March 13, 2008
UW undergraduates scrutinize Glacier Bay, share exploits by blog
In addition to being home to intense geological and climatological change, Alaska’s Glacier Bay hosts one of the richest cold-water marine environments including a great diversity of top-level marine predators, such as seabirds and marine mammals.
Twenty-one University of Washington seniors and their professors will sail from Seattle Saturday on the UW’s research vessel the Thomas G. Thompson to Glacier Bay. After a four-day voyage north, they will embark on an intense four-day research cruise in the bay. Students, teachers and members of the general public are invited to follow the expedition online at http://courses.washington.edu/ocean444/2008/, where students will be posting blog entries and photographs as well as answering questions submitted to them.
The students will pursue their own senior thesis projects. They also will have chances to collaborate with four researchers from the Glacier Bay National Park led by Lewis Sharman, ecologist with the Division of Resources Management and Research.
“Baseline data for the bay are rare and, in fact, a research vessel of the Thomas G. Thompson class has never conducted research in the bay,” says Rick Keil, associate professor of oceanography and one of the instructors of Oceanography 444. “Despite a growing community of scientists investigating oceanographic processes in Glacier Bay, there remains a strong need for basic oceanographic data upon which to gauge ecosystem processes in response to profound environmental change.”
That’s a reason the students particularly wanted to go to Glacier Bay, Keil says. “In a time when federal funding for national parks is meager, the oceanography students wished to conduct their research in an environment where their findings could have an immediate impact.”
The geology and geochemistry students, for example, will be evaluating sediments and relating that to the amounts and types of pollutants and organic compounds from the land that have made their way into the bay. They also will be charting deep portions of the bay that have not been mapped.
The biological oceanography students will be examining the planktonic food web including a series of “firsts” such as the first evaluation of plankton growth rates and the composition of the microbial community. Work will also include measurements up the food chain and isotopic evaluations of the food chain.
The physical oceanography students will be, among other things, developing a detailed understanding of salt water circulation patters in the main basin. Other students will be trying to determine the sources of inorganic carbon in the bay, be it from seawater, ice melt or the atmosphere, and to evaluate how susceptible the bay is to ocean acidification.

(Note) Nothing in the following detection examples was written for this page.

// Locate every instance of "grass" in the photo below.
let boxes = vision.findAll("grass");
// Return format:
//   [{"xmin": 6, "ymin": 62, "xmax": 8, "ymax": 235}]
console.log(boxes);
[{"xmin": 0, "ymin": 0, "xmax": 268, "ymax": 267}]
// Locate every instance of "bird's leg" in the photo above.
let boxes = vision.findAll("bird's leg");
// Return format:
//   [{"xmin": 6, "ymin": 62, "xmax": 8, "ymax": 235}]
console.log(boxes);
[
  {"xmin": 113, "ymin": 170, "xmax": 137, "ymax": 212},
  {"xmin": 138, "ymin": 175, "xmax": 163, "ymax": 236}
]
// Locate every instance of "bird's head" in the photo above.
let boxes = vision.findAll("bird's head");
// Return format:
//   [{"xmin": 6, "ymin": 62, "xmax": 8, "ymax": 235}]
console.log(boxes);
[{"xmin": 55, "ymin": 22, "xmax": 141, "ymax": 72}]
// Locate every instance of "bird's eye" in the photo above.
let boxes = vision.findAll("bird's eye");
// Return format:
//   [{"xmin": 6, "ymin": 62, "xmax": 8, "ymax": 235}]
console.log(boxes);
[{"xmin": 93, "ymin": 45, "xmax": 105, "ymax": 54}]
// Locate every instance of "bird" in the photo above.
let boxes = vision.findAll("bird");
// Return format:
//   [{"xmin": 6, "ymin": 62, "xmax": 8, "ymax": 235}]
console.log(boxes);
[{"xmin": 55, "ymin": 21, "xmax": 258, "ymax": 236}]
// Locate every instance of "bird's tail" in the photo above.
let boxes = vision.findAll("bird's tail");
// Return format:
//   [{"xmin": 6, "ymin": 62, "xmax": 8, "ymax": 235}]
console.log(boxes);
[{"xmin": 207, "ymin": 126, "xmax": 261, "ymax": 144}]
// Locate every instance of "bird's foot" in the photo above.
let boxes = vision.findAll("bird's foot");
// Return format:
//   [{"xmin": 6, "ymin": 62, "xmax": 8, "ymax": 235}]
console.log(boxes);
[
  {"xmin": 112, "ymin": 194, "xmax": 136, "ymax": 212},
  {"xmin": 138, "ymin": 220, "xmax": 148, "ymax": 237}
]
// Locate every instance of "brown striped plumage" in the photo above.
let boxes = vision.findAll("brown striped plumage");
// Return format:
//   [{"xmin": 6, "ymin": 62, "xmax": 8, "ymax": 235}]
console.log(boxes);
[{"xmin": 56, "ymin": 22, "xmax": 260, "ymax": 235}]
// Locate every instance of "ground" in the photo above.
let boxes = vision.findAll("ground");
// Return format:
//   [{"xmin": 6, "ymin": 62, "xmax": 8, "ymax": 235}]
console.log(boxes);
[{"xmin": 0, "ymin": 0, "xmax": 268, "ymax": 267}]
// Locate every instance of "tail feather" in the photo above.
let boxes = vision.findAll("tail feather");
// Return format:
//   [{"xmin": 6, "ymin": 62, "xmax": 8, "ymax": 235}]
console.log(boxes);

Glacier Bay is one of the only remaining fjords containing tidewater glaciers — that is, glaciers with their lower ends resting on water. As the ice floats on the water, the motion causes pieces to break off and float away.
Deglaciation in Glacier Bay during the past 225 years has caused the glaciers on the surrounding mountains to shrink by more than 100 kilometers, or 62 miles, in length, making it one of the fastest deglaciations known, Keil says. The bay could potentially provide insights into global dynamics during deglaciation because of global warming, he says.
Jeff Bowman, a senior in oceanography, says those visiting the project Web site can learn about the class’ preparations for the cruise and follow the progress of the team with updates and photos from the Thompson.
“The class is encouraging e-mail questions from the public, particularly students of all ages, about their projects, oceanography and Glacier Bay,” he says. To ask questions, visit the “Course Blog,” http://courses.washington.edu/ocean444/2008/blog/.
The University of Washington is the only U.S. university that uses a ship as large and sophisticated as the Thompson — the Thompson is the lead ship of the AGOR-23 class — for undergraduate student education.